The Parsa Wildlife Reserve and the Bara Forest have received scant conservation attention, despite the ability to accommodate the growing tiger population in the adjacent Chitwan National Park. There is strong evidence to suggest that these areas are being used regularly by tigers.
During the first year of this Zoological Society of London project, the focus was on protection in this area using community based antipoaching units whilst monitoring the status of tigers and their prey.

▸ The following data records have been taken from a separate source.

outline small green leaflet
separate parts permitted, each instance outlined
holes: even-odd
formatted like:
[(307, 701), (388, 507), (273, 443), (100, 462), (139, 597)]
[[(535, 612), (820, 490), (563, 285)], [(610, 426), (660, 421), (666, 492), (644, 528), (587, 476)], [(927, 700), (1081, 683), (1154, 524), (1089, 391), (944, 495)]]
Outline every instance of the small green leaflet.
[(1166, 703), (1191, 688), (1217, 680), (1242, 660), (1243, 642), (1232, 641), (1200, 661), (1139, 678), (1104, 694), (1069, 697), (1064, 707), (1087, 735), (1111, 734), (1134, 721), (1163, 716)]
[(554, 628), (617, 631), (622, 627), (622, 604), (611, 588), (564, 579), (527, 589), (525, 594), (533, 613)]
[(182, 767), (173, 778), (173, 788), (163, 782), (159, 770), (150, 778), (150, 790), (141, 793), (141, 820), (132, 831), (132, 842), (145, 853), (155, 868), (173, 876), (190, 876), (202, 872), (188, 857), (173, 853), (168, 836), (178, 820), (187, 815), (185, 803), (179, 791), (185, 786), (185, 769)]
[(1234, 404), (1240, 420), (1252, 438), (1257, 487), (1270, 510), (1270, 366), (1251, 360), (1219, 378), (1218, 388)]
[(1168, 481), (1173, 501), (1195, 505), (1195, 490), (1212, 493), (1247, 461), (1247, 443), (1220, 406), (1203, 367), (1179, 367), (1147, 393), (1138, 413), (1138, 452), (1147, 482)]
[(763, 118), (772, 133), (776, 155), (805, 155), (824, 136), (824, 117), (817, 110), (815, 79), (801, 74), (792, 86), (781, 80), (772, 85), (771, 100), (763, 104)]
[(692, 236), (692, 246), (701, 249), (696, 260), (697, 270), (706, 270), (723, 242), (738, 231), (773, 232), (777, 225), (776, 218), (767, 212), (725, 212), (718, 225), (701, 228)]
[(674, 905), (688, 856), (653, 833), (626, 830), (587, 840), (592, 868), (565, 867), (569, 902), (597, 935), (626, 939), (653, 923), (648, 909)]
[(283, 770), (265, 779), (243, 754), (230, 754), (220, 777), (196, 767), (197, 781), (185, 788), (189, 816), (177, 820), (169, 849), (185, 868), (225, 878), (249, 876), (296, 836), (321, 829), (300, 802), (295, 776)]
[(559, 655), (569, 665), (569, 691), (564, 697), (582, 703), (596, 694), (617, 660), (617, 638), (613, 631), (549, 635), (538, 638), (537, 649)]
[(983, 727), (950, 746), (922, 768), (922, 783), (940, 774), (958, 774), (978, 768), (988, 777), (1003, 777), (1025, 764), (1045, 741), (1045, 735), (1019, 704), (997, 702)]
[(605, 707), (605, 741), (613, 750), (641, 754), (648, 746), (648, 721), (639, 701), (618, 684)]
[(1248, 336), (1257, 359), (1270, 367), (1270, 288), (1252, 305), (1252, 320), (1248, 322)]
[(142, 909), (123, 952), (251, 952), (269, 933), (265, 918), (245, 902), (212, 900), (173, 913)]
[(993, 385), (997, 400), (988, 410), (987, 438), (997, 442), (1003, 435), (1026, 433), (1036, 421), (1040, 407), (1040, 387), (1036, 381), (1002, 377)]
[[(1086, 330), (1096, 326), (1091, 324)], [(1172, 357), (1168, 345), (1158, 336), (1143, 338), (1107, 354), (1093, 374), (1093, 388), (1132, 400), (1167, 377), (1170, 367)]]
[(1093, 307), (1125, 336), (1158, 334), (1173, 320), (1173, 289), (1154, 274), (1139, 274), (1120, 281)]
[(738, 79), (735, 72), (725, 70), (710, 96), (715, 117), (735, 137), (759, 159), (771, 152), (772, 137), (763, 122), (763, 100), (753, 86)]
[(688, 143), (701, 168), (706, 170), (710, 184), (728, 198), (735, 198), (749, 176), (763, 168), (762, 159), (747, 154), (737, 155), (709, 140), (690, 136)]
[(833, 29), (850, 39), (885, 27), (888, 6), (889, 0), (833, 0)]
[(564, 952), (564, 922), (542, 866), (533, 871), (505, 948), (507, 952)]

Chitwan National Park and Parsa Wildlife Reserve are fully protected under the National Parks and Wildlife Conservation Act 2029 (1973). When this project started, Bara Forest was heavily exploited, with illegal cattle grazing and human disturbance regularly occurring in core areas of the forest. Tigers in Bara Forest were likely to become an easy target for poachers as the protection measures in place at Chitwan did not extend to this area. However, Bara represents excellent tiger habitat with a good mix of old growth forest and riverine grasslands.
Connectivity between these areas remains good so far, and with proper management Parsa-Bara could support an additional 30-40 tigers.
Since the beginning of this project, 127 km2 of the Bara forest has been brought under the same protective legislation as Parsa and Chitwan. This means that the same level of protection will now be given to this area.
In the second year of this project, the focus is on training and equipping 30 rangers in the use of SMART patrolling technology for three newly built guard posts.
Camera trap and line transect surveys of prey and tigers first carried out in 2016 will be repeated to assess the population status.
Progress has been made towards the establishment of Community Based Anti-poaching Units (CBAPUs) in Bara-Parsa Complex. These CBAPUs will comprise 13 community level anti-poaching units. In the wake of recent earthquake in Nepal, there was a delay in starting the project but teams have been identified and training is now scheduled.
127km2 of the Bara forest has been gazetted into the Parsa Wildlife Reserve. 13 CBAPUs are trained in patrolling techniques and SMART data collection and have been provided with equipment and supplies with which to patrol PWR and the Bara forest.
Since September 2016, patrol teams have covered 8,920km inside the core of PWR including the extended area. 82 army personnel stationed in Parsa have been trained in SMART monitoring techniques.